Wer darüber hinaus selbst eine konsumkritische Tendenz hat und aktiv werden möchte, kann sich auf der Webseite über mögliche Formen der Mitarbeit informieren.

Und wer nimmt nun den Salatkopf aus dem „Fair-Teiler“ der Gartenstraße mit? “Wirklich jeder, der vorbeikommt, darf etwas mitnehmen“, sagt Tilo. Oder auch die eigenen verschmähten Zucchini vor dem nächsten Urlaub in die Holzkisten legen. Und ist es nicht ein schöner Gedanke, dass schon der nächste Passant damit eine Grundlage für ein ganz hervorragendes Ratatouille zaubern könnte?

Fair-Teilerstellen in Freiburg

Gartenstraße 19 (G19/Besetztes Haus, Innenstadt)
Susi Vauban (Haus b, Kellereingang)
Thannhauserstraße 1
Stadtteiltreff Brühl-Beurbarung

Info

Foodsharing: Initiative für ein “Ende der Lebensmittelverschwendung” entstand durch Valentin Thurn während der Dreharbeiten zu seinem Dokumentarfilm. Hier entwickelte sich schnell ein Onlinenetzwerk an Privatpersonen, die überschüssige Lebensmittel untereinander austauschten.
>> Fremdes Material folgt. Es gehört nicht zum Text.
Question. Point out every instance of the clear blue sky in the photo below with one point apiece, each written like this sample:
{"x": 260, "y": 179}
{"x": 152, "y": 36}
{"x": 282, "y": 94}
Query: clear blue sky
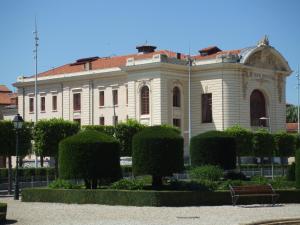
{"x": 70, "y": 30}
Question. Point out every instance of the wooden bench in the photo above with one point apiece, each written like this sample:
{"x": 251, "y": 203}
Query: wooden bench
{"x": 251, "y": 191}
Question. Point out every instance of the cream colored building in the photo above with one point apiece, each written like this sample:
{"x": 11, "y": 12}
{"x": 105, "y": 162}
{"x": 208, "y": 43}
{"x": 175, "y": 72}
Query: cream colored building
{"x": 245, "y": 87}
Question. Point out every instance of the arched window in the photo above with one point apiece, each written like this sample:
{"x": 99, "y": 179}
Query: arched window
{"x": 176, "y": 97}
{"x": 145, "y": 100}
{"x": 257, "y": 108}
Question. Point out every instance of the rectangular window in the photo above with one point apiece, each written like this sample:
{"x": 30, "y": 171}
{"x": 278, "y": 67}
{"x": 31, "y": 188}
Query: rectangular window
{"x": 76, "y": 102}
{"x": 31, "y": 105}
{"x": 101, "y": 98}
{"x": 54, "y": 102}
{"x": 115, "y": 97}
{"x": 101, "y": 121}
{"x": 43, "y": 101}
{"x": 206, "y": 108}
{"x": 77, "y": 121}
{"x": 115, "y": 120}
{"x": 176, "y": 123}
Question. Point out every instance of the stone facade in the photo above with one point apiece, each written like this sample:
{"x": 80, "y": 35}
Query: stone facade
{"x": 229, "y": 76}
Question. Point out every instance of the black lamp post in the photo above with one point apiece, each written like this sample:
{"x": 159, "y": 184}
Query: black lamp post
{"x": 18, "y": 123}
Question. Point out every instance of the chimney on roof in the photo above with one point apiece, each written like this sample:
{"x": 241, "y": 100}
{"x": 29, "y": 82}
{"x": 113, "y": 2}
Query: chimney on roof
{"x": 145, "y": 48}
{"x": 209, "y": 50}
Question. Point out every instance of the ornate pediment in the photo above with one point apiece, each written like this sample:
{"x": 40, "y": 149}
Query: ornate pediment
{"x": 265, "y": 58}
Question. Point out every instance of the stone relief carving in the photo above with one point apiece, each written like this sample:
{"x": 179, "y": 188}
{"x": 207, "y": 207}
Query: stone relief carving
{"x": 244, "y": 83}
{"x": 265, "y": 59}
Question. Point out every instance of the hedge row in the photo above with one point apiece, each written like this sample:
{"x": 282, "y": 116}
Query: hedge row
{"x": 28, "y": 172}
{"x": 147, "y": 198}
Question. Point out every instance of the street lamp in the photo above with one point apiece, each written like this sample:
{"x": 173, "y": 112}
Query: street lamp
{"x": 269, "y": 128}
{"x": 18, "y": 123}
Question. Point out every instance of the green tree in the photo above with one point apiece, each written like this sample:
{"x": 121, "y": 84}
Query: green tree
{"x": 157, "y": 151}
{"x": 291, "y": 113}
{"x": 48, "y": 133}
{"x": 89, "y": 155}
{"x": 243, "y": 140}
{"x": 8, "y": 143}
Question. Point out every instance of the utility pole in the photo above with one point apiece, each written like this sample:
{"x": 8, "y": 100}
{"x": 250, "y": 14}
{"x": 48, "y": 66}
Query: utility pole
{"x": 298, "y": 96}
{"x": 36, "y": 39}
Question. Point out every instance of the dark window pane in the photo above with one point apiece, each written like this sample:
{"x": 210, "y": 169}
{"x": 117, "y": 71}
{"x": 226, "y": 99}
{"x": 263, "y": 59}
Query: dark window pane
{"x": 145, "y": 100}
{"x": 257, "y": 108}
{"x": 115, "y": 97}
{"x": 31, "y": 104}
{"x": 206, "y": 108}
{"x": 54, "y": 103}
{"x": 76, "y": 102}
{"x": 101, "y": 98}
{"x": 176, "y": 122}
{"x": 42, "y": 104}
{"x": 176, "y": 97}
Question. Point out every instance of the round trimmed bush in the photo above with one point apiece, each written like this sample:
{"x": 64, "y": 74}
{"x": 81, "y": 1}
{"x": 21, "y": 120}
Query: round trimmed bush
{"x": 89, "y": 155}
{"x": 214, "y": 148}
{"x": 298, "y": 168}
{"x": 157, "y": 151}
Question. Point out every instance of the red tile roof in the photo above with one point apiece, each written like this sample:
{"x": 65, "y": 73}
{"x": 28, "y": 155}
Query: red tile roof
{"x": 3, "y": 88}
{"x": 119, "y": 61}
{"x": 291, "y": 127}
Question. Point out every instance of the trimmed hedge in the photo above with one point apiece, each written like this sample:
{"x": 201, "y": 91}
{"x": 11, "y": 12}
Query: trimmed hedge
{"x": 3, "y": 211}
{"x": 147, "y": 198}
{"x": 214, "y": 148}
{"x": 285, "y": 144}
{"x": 89, "y": 155}
{"x": 263, "y": 143}
{"x": 157, "y": 151}
{"x": 297, "y": 172}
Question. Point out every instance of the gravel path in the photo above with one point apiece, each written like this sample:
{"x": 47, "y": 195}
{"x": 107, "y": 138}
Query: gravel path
{"x": 73, "y": 214}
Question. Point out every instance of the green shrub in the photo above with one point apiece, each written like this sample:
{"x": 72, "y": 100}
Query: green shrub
{"x": 291, "y": 172}
{"x": 260, "y": 180}
{"x": 263, "y": 143}
{"x": 123, "y": 132}
{"x": 285, "y": 144}
{"x": 109, "y": 130}
{"x": 89, "y": 155}
{"x": 127, "y": 184}
{"x": 157, "y": 151}
{"x": 233, "y": 175}
{"x": 208, "y": 172}
{"x": 297, "y": 173}
{"x": 215, "y": 148}
{"x": 63, "y": 184}
{"x": 48, "y": 133}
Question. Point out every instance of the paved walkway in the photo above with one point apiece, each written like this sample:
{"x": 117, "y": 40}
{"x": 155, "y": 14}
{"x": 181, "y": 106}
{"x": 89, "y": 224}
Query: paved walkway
{"x": 21, "y": 213}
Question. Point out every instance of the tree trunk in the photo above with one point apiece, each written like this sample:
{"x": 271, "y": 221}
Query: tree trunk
{"x": 42, "y": 161}
{"x": 156, "y": 181}
{"x": 94, "y": 183}
{"x": 9, "y": 177}
{"x": 261, "y": 166}
{"x": 56, "y": 166}
{"x": 282, "y": 167}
Mehr dazu unter www.foodsharing.de

Lebensmittelretten: Von foodsharing e.V. 2013 ins Leben gerufen, um Freiwillige von www.foodsharing.de zu organisieren und nun auch durch so genannte Foodsaver Lebensmittel von Betrieben aller Art vor ihrer Entsorgung zu retten und in „Fair-Teilern“ für alle zugänglich zu machen.

Das System beruht auf dem Anspruch nie direkt mit Geld in Verbindung zu kommen und funktioniert durch ehrenamtliche Mitarbeiter und Sachspenden. Mittlerweile sind über 10.000 Mitglieder unterschiedlichen Alters und Herkunft in Deutschland, Österreich, der Schweiz und den Niederlanden auf der Plattform registriert und im ständigen Austausch.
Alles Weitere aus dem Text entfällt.